Forgive the clickbait headline, the forecast comes from Saxo Bank’s annual tongue-in-cheek “outrageous predictions” report – an exercise of provoking unlikely, but not impossible, events that may just play out in 2019.
Australia’s property market got off relatively unscathed in the global financial crisis compared to other advanced economies, with the surge in house prices leading to a monstrous 373 per cent (adjusted for inflation) gain since 1961.
But the debt-fuelled “Australian dream” is soon to end.
Saxo Bank’s outrageous predictions forecasts the curtain’s closing on Australia’s property binge in a “catastrophic” shutdown driven by plummeting credit growth.
The report says that the confluence of dramatic restrictions in credit growth, oversupply, government filibusters and a slowdown in global growth cement the doom loop: causing a cataclysmic 50 per cent crash.

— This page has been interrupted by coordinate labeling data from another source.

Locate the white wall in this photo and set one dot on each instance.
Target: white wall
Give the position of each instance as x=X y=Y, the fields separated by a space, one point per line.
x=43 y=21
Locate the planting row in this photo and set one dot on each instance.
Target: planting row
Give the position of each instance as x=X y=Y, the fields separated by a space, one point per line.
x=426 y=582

“The Australian’s call themselves the lucky ones,” Saxo Bank chief economist Steen Jakobsen said.
“It seems the luck could run out in 2019.”

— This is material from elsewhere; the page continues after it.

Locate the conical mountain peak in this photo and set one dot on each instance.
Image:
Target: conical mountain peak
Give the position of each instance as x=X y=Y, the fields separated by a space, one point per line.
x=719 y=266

Related: Australian House Prices Fall at Fastest Pace Since GFC
Other “outrageous” predictions in Saxo Bank’s report include Australia falling into its first recession in 27 years, with the government launching a “TARP down under” and nationalising the big four banks.
“The banks’ exposure is too great for them to cover independently and to skirt the risk of insolvencies and collapse, the RBA moves in to purchase securitised mortgages and fund the government’s recapitalisation of its major banks with a whopping AU$300 billion QE/TARP programme.”
Before you start burying gold in your large backyard, there’s no immediate cause for concern – the point of the report is solely to provoke debate.
“[The point] is to expand our awareness of what might go wrong in 2019,” Jakobsen said.
“Through this process, we can prepare for potentially earth-shaking challenges to our portfolios and even our livelihoods.”